Bayes theorem with unknown model

Question

I have a book on applied statistics that uses a result I don't understand. The example in the book begins with Bayes' theorem applied to hypothesis $H$ and data $D$:

$$P(H|D) = \frac{P(D|H) P(H)}{P(D|\neg H) P(\neg H) + P(D|H) P(H)} \tag{1}$$

In the example it is given that $P(H) = P(\neg H) = 0.5$. This simplifies the equation for $P(H|D)$ since $P(H)$ and $P(\neg H)$ cancel:

$$P(H|D) = \frac{P(D|H)}{P(D|\neg H) + P(D|H)} \tag{2}$$

It is also given that we do not have a model for $P(D|H)$ so we are to assume that each value of $P(D|H)$ is equally likely (i.e., "the unknown value for $P(D|H)$ is uniformly distributed over the interval $[0,1]$").

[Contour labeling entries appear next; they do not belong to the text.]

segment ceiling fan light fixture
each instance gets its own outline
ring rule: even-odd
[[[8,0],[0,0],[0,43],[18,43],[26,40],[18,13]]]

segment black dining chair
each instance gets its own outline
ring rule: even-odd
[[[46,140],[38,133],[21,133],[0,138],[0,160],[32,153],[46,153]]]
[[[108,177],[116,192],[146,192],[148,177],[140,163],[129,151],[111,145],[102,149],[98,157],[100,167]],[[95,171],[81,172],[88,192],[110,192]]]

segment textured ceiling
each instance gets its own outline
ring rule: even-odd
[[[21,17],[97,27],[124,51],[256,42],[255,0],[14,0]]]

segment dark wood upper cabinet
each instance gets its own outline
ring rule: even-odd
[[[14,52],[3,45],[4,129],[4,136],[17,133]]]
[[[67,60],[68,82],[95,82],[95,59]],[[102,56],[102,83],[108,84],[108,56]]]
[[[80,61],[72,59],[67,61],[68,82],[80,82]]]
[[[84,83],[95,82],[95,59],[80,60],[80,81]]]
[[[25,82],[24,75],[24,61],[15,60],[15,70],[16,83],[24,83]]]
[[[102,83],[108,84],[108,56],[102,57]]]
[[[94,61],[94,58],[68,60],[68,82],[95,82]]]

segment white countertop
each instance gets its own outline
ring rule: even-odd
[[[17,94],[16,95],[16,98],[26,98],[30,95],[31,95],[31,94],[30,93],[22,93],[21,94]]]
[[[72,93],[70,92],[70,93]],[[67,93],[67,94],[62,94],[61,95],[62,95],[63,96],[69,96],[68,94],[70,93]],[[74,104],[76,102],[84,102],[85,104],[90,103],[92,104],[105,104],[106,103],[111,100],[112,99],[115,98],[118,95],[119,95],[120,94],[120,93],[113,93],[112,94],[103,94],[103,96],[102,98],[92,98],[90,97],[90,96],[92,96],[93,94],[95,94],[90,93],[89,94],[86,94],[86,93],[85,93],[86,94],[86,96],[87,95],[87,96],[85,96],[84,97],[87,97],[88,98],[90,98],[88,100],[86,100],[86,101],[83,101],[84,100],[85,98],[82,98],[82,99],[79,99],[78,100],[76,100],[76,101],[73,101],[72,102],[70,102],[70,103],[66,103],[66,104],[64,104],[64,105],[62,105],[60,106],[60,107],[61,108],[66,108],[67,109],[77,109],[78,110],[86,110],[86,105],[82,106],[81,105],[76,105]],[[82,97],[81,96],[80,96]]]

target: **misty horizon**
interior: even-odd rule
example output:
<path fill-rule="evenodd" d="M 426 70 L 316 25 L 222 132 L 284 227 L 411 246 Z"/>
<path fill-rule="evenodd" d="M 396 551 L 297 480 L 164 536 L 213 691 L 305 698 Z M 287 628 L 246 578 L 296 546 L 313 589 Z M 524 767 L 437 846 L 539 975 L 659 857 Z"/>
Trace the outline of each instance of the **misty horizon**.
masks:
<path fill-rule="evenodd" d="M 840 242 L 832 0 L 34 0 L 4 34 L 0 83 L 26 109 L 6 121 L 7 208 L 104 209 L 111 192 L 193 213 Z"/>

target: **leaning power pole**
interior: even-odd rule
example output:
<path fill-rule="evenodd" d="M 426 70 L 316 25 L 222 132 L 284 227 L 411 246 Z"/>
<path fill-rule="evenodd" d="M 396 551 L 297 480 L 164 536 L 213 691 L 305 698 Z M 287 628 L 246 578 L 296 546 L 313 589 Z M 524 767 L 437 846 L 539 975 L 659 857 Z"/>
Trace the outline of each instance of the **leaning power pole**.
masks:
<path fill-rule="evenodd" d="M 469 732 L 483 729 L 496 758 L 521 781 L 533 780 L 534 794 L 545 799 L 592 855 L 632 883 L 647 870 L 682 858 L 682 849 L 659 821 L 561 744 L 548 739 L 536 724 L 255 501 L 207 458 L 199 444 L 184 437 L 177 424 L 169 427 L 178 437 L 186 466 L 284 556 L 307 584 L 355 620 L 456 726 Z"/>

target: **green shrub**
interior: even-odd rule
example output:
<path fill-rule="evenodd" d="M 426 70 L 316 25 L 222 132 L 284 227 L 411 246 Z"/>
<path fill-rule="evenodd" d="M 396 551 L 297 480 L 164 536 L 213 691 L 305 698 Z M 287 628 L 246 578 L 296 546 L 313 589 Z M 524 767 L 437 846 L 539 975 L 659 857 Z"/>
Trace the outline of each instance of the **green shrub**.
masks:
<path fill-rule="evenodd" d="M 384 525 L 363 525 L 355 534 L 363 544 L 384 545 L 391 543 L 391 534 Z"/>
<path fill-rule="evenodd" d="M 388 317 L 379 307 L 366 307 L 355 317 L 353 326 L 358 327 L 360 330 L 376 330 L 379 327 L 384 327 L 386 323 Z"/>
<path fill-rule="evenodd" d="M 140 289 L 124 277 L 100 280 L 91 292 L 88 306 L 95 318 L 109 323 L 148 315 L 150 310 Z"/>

Given the uniform distribution of $P(D|H)$, the following equation for $P(H|D)$ is stated:

$$P(H|D) = 1-P(D|\neg H) * ln(\frac{1 + P(D|\neg H)}{P(D|\neg H)}) \tag{3}$$

In the example, $P(D|\neg H)$ is known so equation $(3)$ can be used to solve for $P(H|D)$). This concludes the book's example.

However, I do not understand the justification for going from equation $(2)$ to $(3)$. Can anyone enlighten me as to how assuming $P(D|H)$ is uniformly distributed over $[0,1]$ allows for result $(3)$?

Answer 1

I figured it out.

Since $P(D|H)$ is uniformly distributed over $[0,1]$, you can calculate $P(H|D)$ by taking the integral from $0$ to $1$:

(for ease of reading, I substitute $x = P(D|\neg H)$ and $y = P(D|H)$)

\begin{align} P(H|D) & = \int_0^1 \frac{y}{x+y} dy \\ & = [y - x \cdot \ln(y+x)] \Big|_{y=0}^{y=1} \\ & = 1 - x \cdot \ln(1 + x) + x \cdot \ln x \\ & = 1 - x \cdot \big( \ln(1+x) - \ln x \big) \\ & = 1 - x \cdot \ln \frac{1+x}{x} \end{align}

Replace $x = P(D|\neg H)$ and you have result $(3)$ in my question above:

$$P(H|D) = 1 - P(D|\neg H) \cdot \ln(\frac{1+P(D|\neg H)}{P(D|\neg H)})$$

I hope this helps someone else.